Software provider Datarails is testing new artificial intelligence capabilities in a financial planning and analysis tool for CFOs, company executives told CFO Dive.
The platform, known as “FP&A Genius,” is currently in beta form and will be fully rolled out in the third quarter, Datarails CEO Didi Gurfinkel said in an interview on Monday.
The goal is to provide CFOs with an AI-powered conversational tool in the style of the popular ChatGPT service that was developed by Microsoft-backed OpenAI, but without some of the same accuracy and data privacy challenges, according to Gurfinkel. “We cannot release a product that will give wrong answers to the CFO,” he said.

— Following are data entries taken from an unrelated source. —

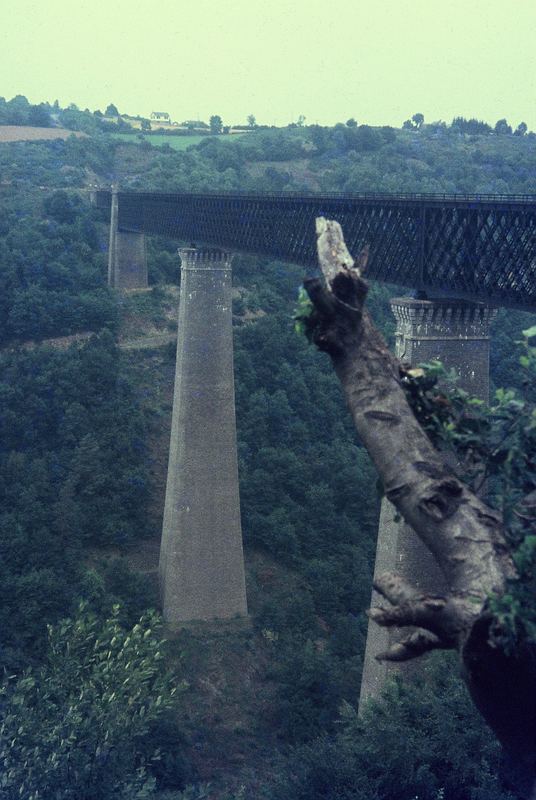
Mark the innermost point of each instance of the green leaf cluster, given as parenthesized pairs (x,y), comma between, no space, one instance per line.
(77,727)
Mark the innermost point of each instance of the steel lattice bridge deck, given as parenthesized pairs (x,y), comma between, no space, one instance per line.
(477,247)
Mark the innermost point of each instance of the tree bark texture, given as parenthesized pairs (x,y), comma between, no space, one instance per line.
(464,535)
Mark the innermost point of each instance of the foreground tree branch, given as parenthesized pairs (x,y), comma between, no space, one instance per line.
(464,535)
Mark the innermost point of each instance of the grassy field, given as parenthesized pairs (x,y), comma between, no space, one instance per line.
(23,133)
(176,142)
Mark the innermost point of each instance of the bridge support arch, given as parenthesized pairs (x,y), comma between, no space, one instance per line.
(201,558)
(127,254)
(457,333)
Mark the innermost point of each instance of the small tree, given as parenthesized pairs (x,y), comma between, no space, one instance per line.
(418,120)
(502,127)
(216,124)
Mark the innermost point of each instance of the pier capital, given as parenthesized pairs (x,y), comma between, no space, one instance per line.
(205,258)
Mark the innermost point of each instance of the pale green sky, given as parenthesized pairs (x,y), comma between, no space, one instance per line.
(379,61)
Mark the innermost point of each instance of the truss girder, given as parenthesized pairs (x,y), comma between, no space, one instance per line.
(479,248)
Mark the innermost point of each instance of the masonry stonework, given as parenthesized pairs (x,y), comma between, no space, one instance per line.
(127,254)
(201,558)
(457,333)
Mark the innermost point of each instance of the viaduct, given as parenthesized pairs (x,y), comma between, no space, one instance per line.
(461,256)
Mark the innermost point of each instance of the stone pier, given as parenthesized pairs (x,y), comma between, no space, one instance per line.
(457,333)
(127,254)
(201,558)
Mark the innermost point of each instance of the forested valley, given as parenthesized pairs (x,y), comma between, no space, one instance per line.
(97,701)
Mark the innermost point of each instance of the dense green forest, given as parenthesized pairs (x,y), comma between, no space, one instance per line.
(84,427)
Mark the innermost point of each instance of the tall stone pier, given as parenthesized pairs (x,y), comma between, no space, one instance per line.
(127,254)
(201,558)
(457,333)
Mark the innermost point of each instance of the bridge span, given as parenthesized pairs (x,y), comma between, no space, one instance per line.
(474,247)
(462,254)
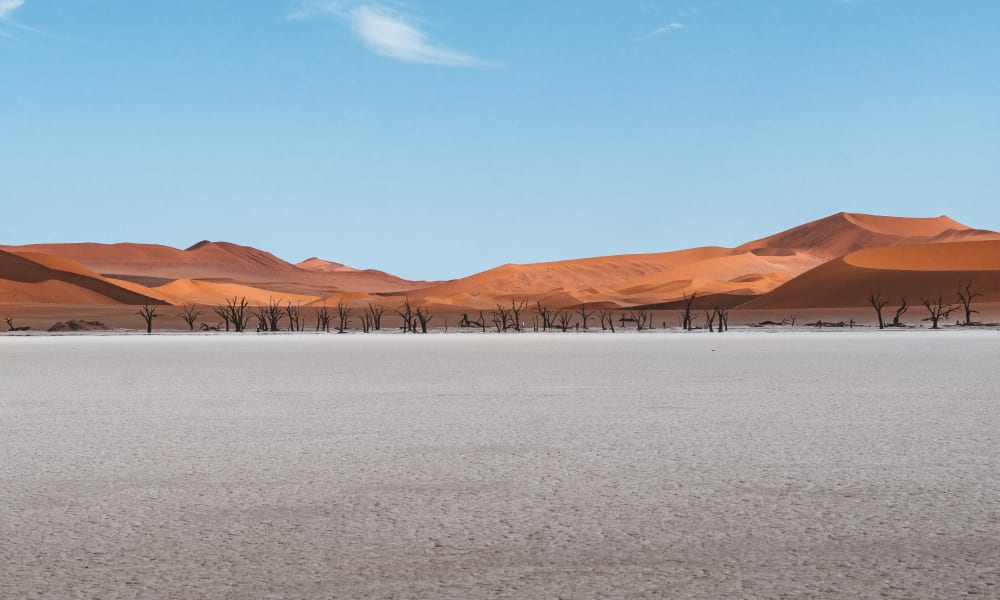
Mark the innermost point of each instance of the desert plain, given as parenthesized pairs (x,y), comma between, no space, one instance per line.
(512,458)
(752,464)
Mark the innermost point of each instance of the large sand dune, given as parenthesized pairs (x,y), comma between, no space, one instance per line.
(31,278)
(923,270)
(822,264)
(752,269)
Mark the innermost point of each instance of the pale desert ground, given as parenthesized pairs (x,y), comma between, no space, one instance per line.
(751,464)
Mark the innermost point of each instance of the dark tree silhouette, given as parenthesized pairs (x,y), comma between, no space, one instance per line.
(875,299)
(937,310)
(407,314)
(323,318)
(274,312)
(965,297)
(687,320)
(239,313)
(424,317)
(343,316)
(189,315)
(563,320)
(607,321)
(223,312)
(710,319)
(293,312)
(515,313)
(722,318)
(261,315)
(899,313)
(12,327)
(548,320)
(502,318)
(148,312)
(374,313)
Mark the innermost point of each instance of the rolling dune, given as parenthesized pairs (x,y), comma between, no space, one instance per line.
(819,264)
(925,270)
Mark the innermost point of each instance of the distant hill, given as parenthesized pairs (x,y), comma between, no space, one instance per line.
(829,262)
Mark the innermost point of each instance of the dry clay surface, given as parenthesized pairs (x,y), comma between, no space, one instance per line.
(834,464)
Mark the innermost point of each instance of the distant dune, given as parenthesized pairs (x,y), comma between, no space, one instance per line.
(924,270)
(832,262)
(32,278)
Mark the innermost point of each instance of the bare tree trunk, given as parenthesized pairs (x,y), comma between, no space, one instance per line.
(223,313)
(148,312)
(189,315)
(965,297)
(937,310)
(687,322)
(899,313)
(238,313)
(584,315)
(343,316)
(875,299)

Datarails is one of a growing list of companies that are moving quickly to adopt ChatGPT-style tools for finance departments.
ChatGPT is an AI-driven natural language processing tool capable of interacting in a conversational way and producing responses to questions across a number of subject areas.
“I think ChatGPT has taken the world by storm and has awakened an NLP free-for-all,” Sloane Kolt, head of Datarails Labs, said in the same interview.
Despite its popularity, ChatGPT has also prompted concerns. One criticism is that it asserts incorrect facts at times.
Datarails is using the current beta testing period for FP&A Genius to ensure the platform will not engage in the kind of “hallucinations” that are associated with ChatGPT, Kolt said.
“Finance is a complex topic,” she said. “We want to make sure we’re building something that’s grounded. We have a company that has a tremendous amount of ex-finance people working here, and we understand the stakes.”
ChatGPT, which is available on the public internet, has also been associated with data privacy and security concerns.
Gurfinkel said FP&A Genius combines the company’s own proprietary analytics tools with open source generative AI and NLP technologies. “Everything is run in our secure cloud environment,” he said.
New York-based Datarails was founded in 2015 and has 160 employees, with nearly 1,000 clients, primarily in the U.S. and Canada.
Earlier this month, the company announced that it raised $50 million in Series B funding — its third investment round in the past 12 months. To date, the company has raised a total of $105 million in funding, Datarails spokesperson Jonathan Marciano told CFO Dive.
On its website, Datarails describes FP&A Genius as an AI-powered chat service that provides “answers based on complete and consolidated finance data from across a company.” Examples of how finance leaders can use the service include asking it to compare an organization’s revenue in 2022 versus 2021, or to determine what a company’s bottom line would be if inflation were twice the current rate, according to Marciano.
In a related move, San Francisco-based tech startup Klarity Intelligence announced on March 15 that it began using GPT-4, the latest model of OpenAI’s technology, in its platform, which is designed to enable users to more quickly and easily perform functions such as validating billing and revenue data.
Klarity’s upgraded platform is currently available as a demo as the company works to address data security issues and other potential concerns before rolling out an enterprise-ready version by sometime in April, Nischal Nadhamuni, the startup’s chief technology officer and co-founder, previously told CFO Dive.
OpenAI said in a March 14 press release that GPT-4 “poses similar risks as previous models, such as generating harmful advice, buggy code, or inaccurate information.”
Meanwhile, finance tech startup Brex, also based in San Francisco, has said it’s incorporating new ChatGPT-style features into its “Empower” platform, a spending management tool. The new features “will incorporate data from millions of transactions in order to provide relevant comparables that help benchmark performance and spend, all while maintaining and preserving strict privacy,” according to a March 7 press release.